In her 147-page ruling, Ramos said there were no “smoking guns” proving Texas lawmakers intentionally discriminated when passing the law – such as making anti-African-American or anti-Hispanic statements – but she said wide-ranging evidence proved the state’s intent to discriminate.
That included a lack of “any accommodations for indigents, who the legislature knew were disproportionately African-American and Latino,” and a “racially charged” legislative session that saw several proposals that “exhibited an anti-Hispanic sentiment — anti-immigration laws, an effort to abolish sanctuary cities — and there were even concerns about leprosy being raised.”
In its brief, Texas called the ruling “manifestly erroneous” and based upon “weak and inconclusive circumstantial evidence."
Daniel Tokaji, an elections expert at Ohio State University's Moritz College of Law, called the plaintiffs’ findings of fact “very informed and thorough,” and more than they needed to argue that the law violates the Voting Rights Act.

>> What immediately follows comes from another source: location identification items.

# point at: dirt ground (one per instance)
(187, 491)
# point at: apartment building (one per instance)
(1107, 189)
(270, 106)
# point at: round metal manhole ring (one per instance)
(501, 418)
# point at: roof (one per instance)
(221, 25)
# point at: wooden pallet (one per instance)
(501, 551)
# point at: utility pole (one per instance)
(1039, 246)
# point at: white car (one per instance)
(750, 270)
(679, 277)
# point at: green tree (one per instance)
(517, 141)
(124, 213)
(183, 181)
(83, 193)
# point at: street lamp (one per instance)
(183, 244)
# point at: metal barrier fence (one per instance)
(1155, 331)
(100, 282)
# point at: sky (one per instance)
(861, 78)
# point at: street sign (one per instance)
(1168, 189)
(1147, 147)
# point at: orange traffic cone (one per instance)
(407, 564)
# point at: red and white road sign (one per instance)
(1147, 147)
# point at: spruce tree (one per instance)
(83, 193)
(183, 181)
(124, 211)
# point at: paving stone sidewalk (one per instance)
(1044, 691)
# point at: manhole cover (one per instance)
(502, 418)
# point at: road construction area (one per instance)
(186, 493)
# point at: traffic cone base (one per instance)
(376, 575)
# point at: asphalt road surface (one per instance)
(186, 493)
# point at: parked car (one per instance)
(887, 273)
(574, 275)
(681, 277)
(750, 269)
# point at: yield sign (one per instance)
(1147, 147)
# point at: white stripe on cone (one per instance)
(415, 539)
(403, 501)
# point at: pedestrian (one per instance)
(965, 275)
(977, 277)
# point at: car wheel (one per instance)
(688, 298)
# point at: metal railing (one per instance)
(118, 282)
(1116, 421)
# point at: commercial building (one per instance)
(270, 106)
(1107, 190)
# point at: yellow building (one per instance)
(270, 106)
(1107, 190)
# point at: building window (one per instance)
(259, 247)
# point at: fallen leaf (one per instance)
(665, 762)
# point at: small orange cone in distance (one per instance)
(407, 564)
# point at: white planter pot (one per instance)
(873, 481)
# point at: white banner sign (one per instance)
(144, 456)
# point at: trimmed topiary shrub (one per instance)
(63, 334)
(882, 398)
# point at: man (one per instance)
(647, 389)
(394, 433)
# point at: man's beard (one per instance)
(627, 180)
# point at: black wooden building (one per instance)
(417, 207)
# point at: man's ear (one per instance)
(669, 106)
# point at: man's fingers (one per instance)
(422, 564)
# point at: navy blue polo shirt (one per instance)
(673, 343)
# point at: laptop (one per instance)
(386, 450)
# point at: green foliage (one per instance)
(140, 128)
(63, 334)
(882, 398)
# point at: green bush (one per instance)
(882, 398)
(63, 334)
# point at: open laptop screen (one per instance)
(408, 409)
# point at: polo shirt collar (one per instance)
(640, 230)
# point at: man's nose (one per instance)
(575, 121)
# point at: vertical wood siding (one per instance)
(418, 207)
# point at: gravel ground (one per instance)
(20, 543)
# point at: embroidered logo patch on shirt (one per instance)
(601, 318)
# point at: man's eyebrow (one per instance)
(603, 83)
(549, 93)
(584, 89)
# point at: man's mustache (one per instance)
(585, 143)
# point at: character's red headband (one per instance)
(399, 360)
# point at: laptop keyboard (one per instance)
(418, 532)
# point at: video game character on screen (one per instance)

“It’s what sets the evidence in Texas apart from all the other states,” he said. “There’s just much stronger evidence of intentional discrimination against racial minorities here.”
Rick Hasen, a professor at the University of California, Irvine School of Law, called the dispute a “test case” for the Department of Justice, following the 2013 decision that struck down the formula used to determine when a state election law needs federal review, but gave Congress the option to develop new criteria.
“The Department of Justice is seeking in this case not only to get Texas’ voter ID law struck down, but also to get Texas covered again under the preclearance provision of the Voting Rights Act,” Hasen said.
The 5th Circuit is considered among the most conservative in the nation, but Democrats appointed two of the three judges set to hear Tuesday’s arguments. President Bill Clinton appointed Chief Judge Carl Stewart, and Judge Nannette Brown is an Obama appointee. President George W. Bush appointed Judge Catharina Haynes.